I had Go Bananas in Kapahulu add a rudder and some convenient bungee “trees” to my Scupper Pro, and I picked up a Garmin EchoMap 44cv fish finder/gps from West Marine on Black Friday. My hope was that the rudder would make my paddling more efficient, especially in windy conditions, the GPS would take us to nearby artificial reefs and mark hot spots, and the more advanced fish finder would accurately tell us what type of fish were below. I also got a Thule Hull-A-Port “J” style cradle to securely carry the second kayak on its side.
Our next outing was back to the deep water spot where we had gotten in trouble. This time we picked a day with almost no wind, and not much swell. The new fish finder/gps accurately told us the depth we were in, and marked what I think were fish on the bottom and a large bait school suspended from about 50ft to 100ft. Nothing was biting our jigs and I paddled further out to mark more bait. I heard Frank yell “hanapa’a” but couldn’t see what he was fighting. He tried to talk over the walkie talkie while fighting the fish but I was just getting fragments. When I paddled back to him, he was getting towed against the wind and current towards me! The fish didn’t want to tire, and he was battling it on an ancient Penn 430SS which was definitely not made to fight fish of that size. I shot video of the long fight and the very difficult landing process.
Frank will write up his recollection of the amazing, miraculous experience but here’s a preview of his catch. We still can’t believe he caught a pelagic on only our 3rd deep water outing. I jigged near the bait school for a few drops for nada and then we paddled in to take care of the prized fish.
On the next light wind day I was dying to return to the opelu / pelagic spot. Frank couldn’t make it but had designed and oversaw the process of fabricating a streamlined transducer rod and plate so I could hang the transducer over the side with as little drag as possible. This thing is work of art!

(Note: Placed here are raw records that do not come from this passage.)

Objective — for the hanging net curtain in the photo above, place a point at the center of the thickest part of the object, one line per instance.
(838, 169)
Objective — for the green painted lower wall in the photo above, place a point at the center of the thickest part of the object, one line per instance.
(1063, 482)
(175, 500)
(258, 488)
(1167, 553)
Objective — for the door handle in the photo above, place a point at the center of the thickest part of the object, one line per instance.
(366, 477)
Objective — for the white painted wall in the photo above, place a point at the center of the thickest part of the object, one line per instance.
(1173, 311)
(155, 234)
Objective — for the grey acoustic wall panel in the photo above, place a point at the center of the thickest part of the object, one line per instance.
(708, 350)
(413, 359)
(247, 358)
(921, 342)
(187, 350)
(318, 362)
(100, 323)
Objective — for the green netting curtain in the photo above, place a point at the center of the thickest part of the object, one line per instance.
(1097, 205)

I tentatively paddled out solo but was relieved to see so many boats around and helicopters above. The bait school was deeper on this day, in 125 ft of water but again, nothing bit my jigs. I even tried trolling jigs and swimming plugs “Frank-style”.
Happy enough that all the new equipment was working well, I let the wind blow me in as I steered with the foot controlled rudder. At 100 ft I had a bite on the jig that came off. I assumed it was a hage but was still glad for that one bite. At 80ft I hooked something that felt like a small hage and winched it up. I was stunned to see a nabeta hooked on the rear treble of the Live Deception 2 oz jig with its swim bladder popped out through its gill. I marked the spot on my GPS and returned to it but couldn’t catch another fish. I’ll have to return with a proper damashi-type of setup.
My friend and fellow kayak fisher, Haru, told me how to gut the fish but leave the scales on and scrub the slime off with Hawaiian salt, then salt and pepper it before deep frying, taking it out to cool, and then frying it a second time to crisp up. My wife used a ponzu sauce and chilli pepper water Frank had given us, and that fried nabeta was ono with a non-fishy, sweet, soft texture.
So far the uku, ono and nabeta we’ve caught in deeper water have been much less fishy tasting than the papio we’ve been catching inshore. Now I understand why boaters often prefer bottom fish to reef fish.
Instead of waiting for the bait fish to return to the shallows, we’re now gearing up to target the bottom fish and pelagics of the winter season. Chee hoo!!